Your chiropractic practice has been flourishing.
In fact, you are now at the point of considering ways to expand your practice to make it even better. Perhaps you might want to partner up with another DC, bring an acupuncturist or massage therapist into your practice, offer more treatment modalities such as transcutaneous electrical nerve stimulation (TENS) or laser therapy, or expand your practice to include pediatric or geriatric patients.
While all of these expansion ideas are great, they all boil down to asking yourself one fundamental question: “Do I have the ability, space, and resources to add in an extra adjusting table?” This question may not be an issue if you are just part of a group practice, but it is a strong consideration if you are a solo practitioner or looking to expand your staff to include another DC, an acupuncturist, or a massage therapist.
The most obvious disadvantage to getting an extra table for your practice will be the cost. This can make it difficult for DCs who are just starting out in practice, or who are going solo, to justify the added expense of purchasing another table. This is why it is always a good idea to shop around for the best buy. Look for those tables that are listed as being on discount to determine if they will meet your needs. If you are looking to add more DCs to your practice, you may be able to set up a cost-sharing plan to buy the extra equipment needed.
Another factor to consider is the cost for maintaining an extra table. If your current table gets a serious workout, it will require regular maintenance to keep it performing at its best. You should expect that an extra table will likely also see a great deal of use. This is why it is often a good idea to also buy a service package for the table. You might consider determining if you can get a service discount if you buy your additional table from the same manufacturer as your first table.
Opening up your practice
Being able to open up your practice to accommodate not only another practitioner, but also other treatment modalities is a big advantage to getting an extra table. As just one example, an extra table that is not segmented can actually do triple duty for massage therapy, acupuncture, or for initial exams on chiropractic patients. If you instead opt for a second flexion distraction table, you and another DC can work on patients at the same time, doubling your patient load and your bottom line.

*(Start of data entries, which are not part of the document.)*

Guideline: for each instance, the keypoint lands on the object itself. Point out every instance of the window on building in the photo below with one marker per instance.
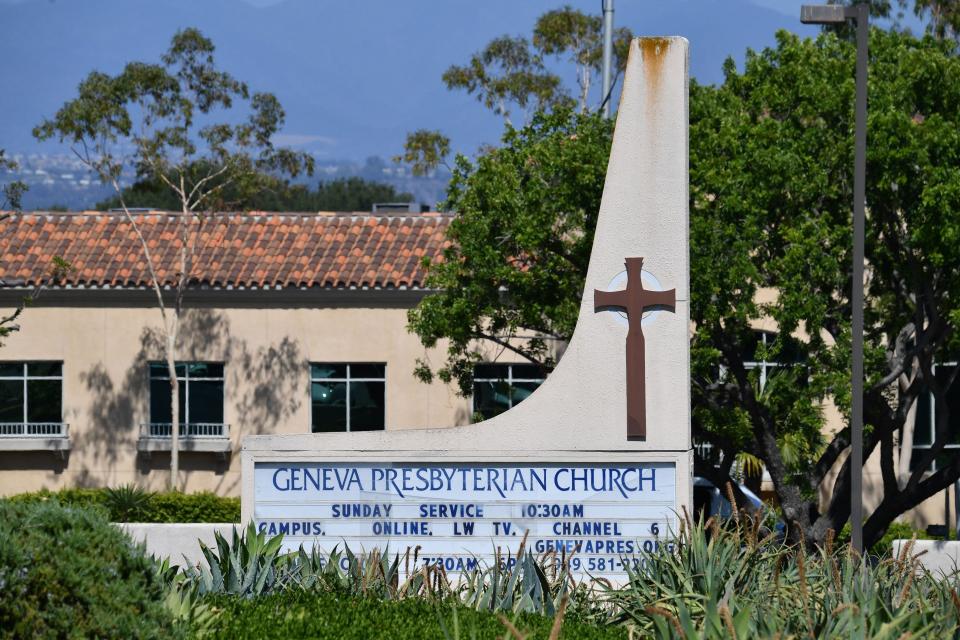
(348, 397)
(200, 401)
(498, 387)
(31, 397)
(789, 355)
(762, 343)
(924, 433)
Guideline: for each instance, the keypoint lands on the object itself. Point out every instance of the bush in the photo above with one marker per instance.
(68, 573)
(305, 614)
(129, 504)
(722, 583)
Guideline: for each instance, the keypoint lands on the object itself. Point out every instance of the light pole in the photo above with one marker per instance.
(607, 56)
(860, 14)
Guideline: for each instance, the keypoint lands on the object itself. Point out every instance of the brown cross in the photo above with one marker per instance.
(635, 300)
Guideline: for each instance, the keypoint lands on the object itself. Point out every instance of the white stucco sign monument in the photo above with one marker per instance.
(597, 462)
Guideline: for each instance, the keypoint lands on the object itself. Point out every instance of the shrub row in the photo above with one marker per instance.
(130, 504)
(68, 573)
(311, 614)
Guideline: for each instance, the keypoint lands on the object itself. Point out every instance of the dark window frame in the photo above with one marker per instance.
(931, 422)
(186, 379)
(347, 379)
(509, 380)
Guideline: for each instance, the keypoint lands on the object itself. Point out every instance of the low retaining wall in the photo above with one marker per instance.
(177, 541)
(940, 557)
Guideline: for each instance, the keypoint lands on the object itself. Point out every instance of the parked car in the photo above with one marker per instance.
(712, 501)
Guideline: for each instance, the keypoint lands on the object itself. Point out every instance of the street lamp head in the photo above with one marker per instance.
(822, 14)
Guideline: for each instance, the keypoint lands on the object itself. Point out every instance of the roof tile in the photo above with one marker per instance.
(245, 250)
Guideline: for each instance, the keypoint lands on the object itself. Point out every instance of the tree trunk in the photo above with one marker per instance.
(906, 440)
(174, 412)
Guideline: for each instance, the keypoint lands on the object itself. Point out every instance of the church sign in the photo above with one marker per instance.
(597, 463)
(603, 515)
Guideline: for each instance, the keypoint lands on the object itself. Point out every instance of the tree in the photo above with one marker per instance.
(573, 33)
(509, 71)
(11, 194)
(783, 127)
(274, 194)
(167, 114)
(771, 161)
(525, 218)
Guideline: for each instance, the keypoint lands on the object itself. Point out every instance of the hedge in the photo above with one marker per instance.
(306, 614)
(69, 573)
(128, 504)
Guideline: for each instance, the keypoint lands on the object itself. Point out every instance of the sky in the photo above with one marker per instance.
(354, 77)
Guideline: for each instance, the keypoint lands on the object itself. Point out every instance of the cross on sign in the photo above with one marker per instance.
(634, 300)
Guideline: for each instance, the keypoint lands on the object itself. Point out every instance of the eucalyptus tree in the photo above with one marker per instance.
(511, 72)
(192, 127)
(771, 153)
(770, 170)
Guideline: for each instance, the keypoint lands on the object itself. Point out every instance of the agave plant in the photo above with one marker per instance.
(248, 565)
(128, 502)
(731, 583)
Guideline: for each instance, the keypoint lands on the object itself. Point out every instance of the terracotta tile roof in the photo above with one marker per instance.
(236, 250)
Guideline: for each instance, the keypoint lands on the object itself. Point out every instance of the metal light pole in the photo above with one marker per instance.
(607, 56)
(860, 14)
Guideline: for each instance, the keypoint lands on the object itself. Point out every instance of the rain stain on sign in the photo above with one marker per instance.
(653, 52)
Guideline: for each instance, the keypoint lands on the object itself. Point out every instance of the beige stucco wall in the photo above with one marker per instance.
(266, 352)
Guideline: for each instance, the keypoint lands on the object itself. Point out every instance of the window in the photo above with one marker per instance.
(789, 355)
(201, 398)
(498, 387)
(31, 398)
(924, 433)
(347, 397)
(760, 344)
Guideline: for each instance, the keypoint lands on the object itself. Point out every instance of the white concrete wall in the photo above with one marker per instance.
(178, 542)
(940, 557)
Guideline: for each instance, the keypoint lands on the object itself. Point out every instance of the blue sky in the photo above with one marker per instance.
(354, 77)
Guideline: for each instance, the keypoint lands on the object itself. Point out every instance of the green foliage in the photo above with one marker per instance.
(526, 214)
(129, 505)
(424, 150)
(735, 583)
(770, 197)
(505, 73)
(274, 194)
(300, 614)
(246, 566)
(167, 113)
(783, 126)
(11, 193)
(579, 36)
(250, 565)
(68, 573)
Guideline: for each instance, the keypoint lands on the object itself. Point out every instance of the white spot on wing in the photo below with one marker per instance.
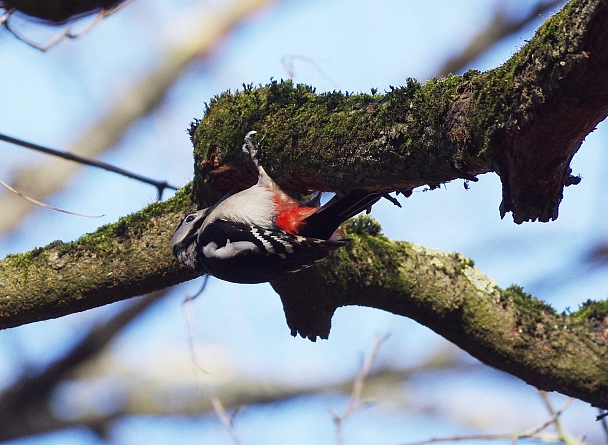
(230, 250)
(264, 241)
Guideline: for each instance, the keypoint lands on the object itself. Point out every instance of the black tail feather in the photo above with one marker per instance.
(324, 223)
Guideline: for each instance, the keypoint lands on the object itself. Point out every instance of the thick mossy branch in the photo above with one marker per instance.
(507, 329)
(525, 120)
(128, 258)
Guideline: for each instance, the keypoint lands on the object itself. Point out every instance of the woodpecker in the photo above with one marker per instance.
(261, 233)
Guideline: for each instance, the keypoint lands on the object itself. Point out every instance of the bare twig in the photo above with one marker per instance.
(227, 420)
(66, 33)
(354, 402)
(160, 185)
(602, 419)
(29, 397)
(189, 322)
(514, 437)
(561, 432)
(41, 204)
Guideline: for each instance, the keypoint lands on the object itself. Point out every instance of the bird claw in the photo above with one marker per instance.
(251, 148)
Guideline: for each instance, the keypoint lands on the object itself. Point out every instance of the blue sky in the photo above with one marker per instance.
(348, 45)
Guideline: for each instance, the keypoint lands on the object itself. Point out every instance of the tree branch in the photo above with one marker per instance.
(121, 260)
(507, 329)
(524, 120)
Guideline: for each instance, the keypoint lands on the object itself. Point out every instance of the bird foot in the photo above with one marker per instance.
(252, 149)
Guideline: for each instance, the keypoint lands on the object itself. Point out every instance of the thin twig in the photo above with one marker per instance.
(514, 437)
(354, 402)
(160, 185)
(227, 420)
(189, 321)
(66, 33)
(42, 204)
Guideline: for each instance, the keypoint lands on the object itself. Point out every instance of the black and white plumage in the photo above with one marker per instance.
(261, 233)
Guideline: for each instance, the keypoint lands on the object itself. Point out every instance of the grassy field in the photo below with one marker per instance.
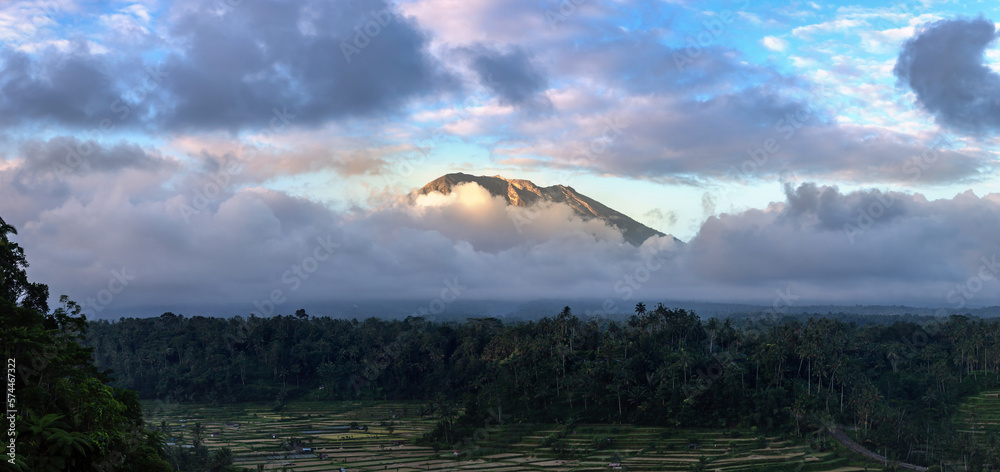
(981, 415)
(260, 440)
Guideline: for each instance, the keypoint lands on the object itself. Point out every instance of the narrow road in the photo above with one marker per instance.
(844, 439)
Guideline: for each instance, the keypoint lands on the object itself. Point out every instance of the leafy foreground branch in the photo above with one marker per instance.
(66, 416)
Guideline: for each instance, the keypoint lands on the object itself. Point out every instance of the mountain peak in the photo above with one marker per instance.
(523, 193)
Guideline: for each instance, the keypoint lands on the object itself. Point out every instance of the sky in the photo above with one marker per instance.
(233, 156)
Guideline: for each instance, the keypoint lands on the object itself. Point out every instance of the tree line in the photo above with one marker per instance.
(895, 385)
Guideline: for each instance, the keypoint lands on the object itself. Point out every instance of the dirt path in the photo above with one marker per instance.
(844, 439)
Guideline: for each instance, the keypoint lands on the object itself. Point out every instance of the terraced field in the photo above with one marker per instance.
(260, 440)
(981, 414)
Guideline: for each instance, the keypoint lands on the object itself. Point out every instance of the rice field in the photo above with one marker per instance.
(381, 436)
(980, 415)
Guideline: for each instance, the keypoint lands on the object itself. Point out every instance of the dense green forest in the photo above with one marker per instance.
(64, 414)
(894, 385)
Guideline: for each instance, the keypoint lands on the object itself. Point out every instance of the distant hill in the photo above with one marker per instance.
(524, 193)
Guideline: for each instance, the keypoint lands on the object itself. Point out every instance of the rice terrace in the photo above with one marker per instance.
(376, 436)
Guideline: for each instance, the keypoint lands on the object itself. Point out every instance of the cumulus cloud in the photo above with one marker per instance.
(820, 243)
(943, 64)
(774, 43)
(230, 70)
(512, 76)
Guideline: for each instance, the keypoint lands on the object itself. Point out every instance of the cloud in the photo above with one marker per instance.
(512, 76)
(230, 70)
(943, 64)
(774, 44)
(822, 244)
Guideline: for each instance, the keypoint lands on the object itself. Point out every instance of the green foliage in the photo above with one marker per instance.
(893, 384)
(68, 417)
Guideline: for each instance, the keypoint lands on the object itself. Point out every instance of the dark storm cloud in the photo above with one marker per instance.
(943, 65)
(512, 76)
(315, 62)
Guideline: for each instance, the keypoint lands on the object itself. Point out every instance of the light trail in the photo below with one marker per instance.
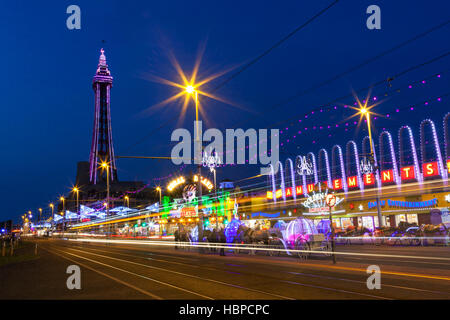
(147, 293)
(187, 275)
(135, 274)
(245, 247)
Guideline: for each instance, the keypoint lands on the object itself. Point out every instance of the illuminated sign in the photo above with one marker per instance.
(365, 166)
(289, 192)
(404, 204)
(175, 183)
(208, 184)
(369, 179)
(304, 167)
(387, 176)
(408, 173)
(317, 202)
(188, 212)
(337, 184)
(352, 182)
(278, 193)
(209, 160)
(430, 169)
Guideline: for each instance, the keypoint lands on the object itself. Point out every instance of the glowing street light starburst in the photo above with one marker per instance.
(191, 87)
(364, 110)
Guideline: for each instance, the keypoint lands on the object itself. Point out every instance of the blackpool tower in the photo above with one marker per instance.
(102, 149)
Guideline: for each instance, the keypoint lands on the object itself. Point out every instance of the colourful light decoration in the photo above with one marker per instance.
(341, 165)
(446, 138)
(208, 184)
(369, 179)
(398, 173)
(408, 173)
(352, 145)
(392, 154)
(387, 176)
(405, 175)
(440, 163)
(337, 184)
(175, 183)
(324, 154)
(352, 182)
(430, 169)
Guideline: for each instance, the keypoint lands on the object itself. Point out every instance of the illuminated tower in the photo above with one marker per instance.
(102, 146)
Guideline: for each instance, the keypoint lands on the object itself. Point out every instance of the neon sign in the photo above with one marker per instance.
(365, 166)
(208, 184)
(175, 183)
(317, 202)
(304, 167)
(404, 204)
(430, 169)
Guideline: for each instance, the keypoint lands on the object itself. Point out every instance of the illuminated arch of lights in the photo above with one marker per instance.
(346, 175)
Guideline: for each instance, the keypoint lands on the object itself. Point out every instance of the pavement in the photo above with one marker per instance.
(141, 271)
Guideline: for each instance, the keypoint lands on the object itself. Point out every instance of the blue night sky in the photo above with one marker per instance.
(47, 70)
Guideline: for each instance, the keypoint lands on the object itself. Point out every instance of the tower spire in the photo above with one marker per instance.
(102, 145)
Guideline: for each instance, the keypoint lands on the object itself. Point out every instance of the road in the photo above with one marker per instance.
(136, 271)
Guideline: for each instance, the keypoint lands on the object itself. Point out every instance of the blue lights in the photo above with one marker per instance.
(404, 204)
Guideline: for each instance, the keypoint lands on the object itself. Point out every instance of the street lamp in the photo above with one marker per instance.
(53, 217)
(365, 112)
(40, 216)
(64, 214)
(159, 190)
(77, 191)
(105, 166)
(190, 90)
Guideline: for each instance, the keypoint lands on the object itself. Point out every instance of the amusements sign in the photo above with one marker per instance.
(317, 203)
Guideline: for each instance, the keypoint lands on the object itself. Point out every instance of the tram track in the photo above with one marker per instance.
(197, 278)
(308, 281)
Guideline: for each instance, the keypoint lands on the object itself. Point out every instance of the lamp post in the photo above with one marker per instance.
(77, 191)
(191, 90)
(40, 215)
(106, 166)
(30, 216)
(366, 113)
(53, 217)
(64, 214)
(215, 195)
(159, 190)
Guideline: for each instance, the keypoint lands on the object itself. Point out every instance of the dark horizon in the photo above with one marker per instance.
(48, 69)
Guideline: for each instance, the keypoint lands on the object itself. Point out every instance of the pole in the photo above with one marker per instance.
(64, 216)
(199, 182)
(78, 208)
(215, 196)
(107, 197)
(372, 160)
(332, 237)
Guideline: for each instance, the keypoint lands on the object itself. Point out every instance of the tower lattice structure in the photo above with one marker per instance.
(102, 149)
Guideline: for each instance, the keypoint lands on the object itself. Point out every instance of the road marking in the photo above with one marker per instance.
(244, 247)
(138, 275)
(189, 275)
(415, 275)
(110, 277)
(337, 290)
(363, 282)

You may also be looking at opening up your practice to accommodate pediatric patients. While children can be adjusted using the standard table, they may be scared of the “adult size” table. A scaled down version of an adjusting table may be just the thing you need to make your younger patients feel more comfortable. There are actually some quite creative pediatric adjusting tables available that offer different features than an adult table.
It may appear as though purchasing another table is prohibitively expensive. However, with some planning and creative thinking, having another table could not only double your patient load, but may even be able to double your practice income.